Défendant sa réforme dans une tribune récente (Libération du 16.01.17) Najat Vallaud Belkacem rappelle que son objectif principal était « d’assumer pleinement la nécessité d’avoir d’avantage d’exercices réguliers et répétés ».

Que le ministre de l’éducation nationale ait besoin de rappeler ce qui peut passer pour allant de soi, voilà qui peut sembler étonnant. On voit mal en effet comment les apprentissages scolaires et plus généralement comment tout apprentissage pourraient se passer de régularités et de répétitions. Pourquoi le rappeler et qui l’aurait oublié, quel pédagogue, quel praticien de l’éducation, pourrait le négliger : leurs activités mêmes supposent répétition et régularité.

Dans un texte récent où il cherche à définir la notion de compétence en se focalisant sur les conditions de genèse de toute compétence, Richard Sennett, écrit : « L’éducation moderne a peur de l’apprentissage répétitif, qu’elle juge abrutissant. Craignant de lasser les enfants, avide d’offrir une stimulation sans cesse différente, l’enseignant éclairé peut bien éviter la routine, mais cela prive ses élèves d’une expérience : étudier leur pratique enracinée et la moduler de l’intérieur. (… ) Retourner une chose dans tous les sens permet l’autocritique » (Ce que sait la main, p. 56).

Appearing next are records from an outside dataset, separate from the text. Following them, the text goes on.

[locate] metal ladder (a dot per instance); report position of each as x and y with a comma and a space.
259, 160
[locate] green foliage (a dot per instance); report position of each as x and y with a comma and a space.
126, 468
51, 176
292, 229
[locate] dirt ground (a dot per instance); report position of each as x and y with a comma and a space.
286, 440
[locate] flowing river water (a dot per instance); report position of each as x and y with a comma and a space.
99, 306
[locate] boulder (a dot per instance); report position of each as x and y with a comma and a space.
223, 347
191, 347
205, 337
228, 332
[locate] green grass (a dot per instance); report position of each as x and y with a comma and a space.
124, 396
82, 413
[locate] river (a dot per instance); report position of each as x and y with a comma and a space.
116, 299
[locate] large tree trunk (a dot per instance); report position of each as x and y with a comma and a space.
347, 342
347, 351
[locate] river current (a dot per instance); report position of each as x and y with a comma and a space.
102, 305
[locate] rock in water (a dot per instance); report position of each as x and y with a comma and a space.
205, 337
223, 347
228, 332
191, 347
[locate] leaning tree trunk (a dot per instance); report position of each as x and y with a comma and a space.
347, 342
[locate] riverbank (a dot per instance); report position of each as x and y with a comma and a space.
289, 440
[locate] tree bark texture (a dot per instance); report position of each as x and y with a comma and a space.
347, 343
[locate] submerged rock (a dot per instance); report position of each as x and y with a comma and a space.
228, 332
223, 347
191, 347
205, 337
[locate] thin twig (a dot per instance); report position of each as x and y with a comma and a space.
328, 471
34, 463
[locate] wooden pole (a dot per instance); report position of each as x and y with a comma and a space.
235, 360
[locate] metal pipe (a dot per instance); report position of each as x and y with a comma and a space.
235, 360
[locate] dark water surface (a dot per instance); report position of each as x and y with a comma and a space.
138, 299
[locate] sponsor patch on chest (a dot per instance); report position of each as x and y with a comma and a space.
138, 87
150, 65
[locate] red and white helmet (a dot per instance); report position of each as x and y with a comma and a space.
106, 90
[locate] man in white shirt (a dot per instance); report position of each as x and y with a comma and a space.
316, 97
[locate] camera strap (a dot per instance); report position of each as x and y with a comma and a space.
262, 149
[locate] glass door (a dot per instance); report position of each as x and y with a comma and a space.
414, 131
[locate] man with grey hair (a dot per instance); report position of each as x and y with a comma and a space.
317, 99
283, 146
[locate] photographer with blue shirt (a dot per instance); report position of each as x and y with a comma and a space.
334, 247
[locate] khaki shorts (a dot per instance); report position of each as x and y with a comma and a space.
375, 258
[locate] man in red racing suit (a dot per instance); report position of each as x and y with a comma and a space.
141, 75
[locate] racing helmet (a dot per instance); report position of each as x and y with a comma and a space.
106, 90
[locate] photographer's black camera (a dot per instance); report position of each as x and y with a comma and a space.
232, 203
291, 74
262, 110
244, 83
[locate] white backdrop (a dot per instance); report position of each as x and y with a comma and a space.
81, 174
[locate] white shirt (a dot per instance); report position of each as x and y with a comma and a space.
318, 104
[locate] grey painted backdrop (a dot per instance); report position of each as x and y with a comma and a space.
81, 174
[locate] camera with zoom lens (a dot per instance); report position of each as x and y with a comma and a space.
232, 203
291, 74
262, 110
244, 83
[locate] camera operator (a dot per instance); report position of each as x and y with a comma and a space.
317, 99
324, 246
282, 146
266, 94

Peut-être pourra-t-on un jour expliquer pour quelles raisons les éducateurs modernes se sont détournés de la répétition, des exercices et de la régularité. Pourquoi ils ont considéré qu’il était surtout essentiel de stimuler les enfants ou de les intéresser. Pourquoi ils n’ont plus cru dans cette force de la routine et dans sa capacité de créer de l’intérêt. Pourquoi encore cette expérience de la répétition leur est devenue étrangère, et d’abord à eux-mêmes, en sorte qu’ils ne pouvaient plus trouver en eux de quoi en sentir et en comprendre le bien fondé. Bien souvent il m’est arrivé, comme enseignant, de vouloir persuader et convaincre, plutôt que de m’appuyer sur la force, la fécondité des exercices que je proposais à mes élèves, plutôt donc que de m’appuyer sur le temps et sur la confiance accordée à cela même que je transmettais en sa puissance de susciter des effets divers. Il reste que la question est de savoir ce que signifie concrètement restaurer les exercices et la répétition.

Sennett est très net sur ce point : dans la répétition ce qui est en question n’est pas simplement la correction de tel ou tel geste, le montage de tel ou tel savoir-faire ou de telle habitude attendue et pour finir stable et assurée, mais ce qu’il nomme la modularisation interne de la pratique et, ce faisant, la possibilité d’un rapport dynamique et critique avec ce avec quoi nous met en rapport cette pratique. Une telle distinction ne va absolument pas de soi.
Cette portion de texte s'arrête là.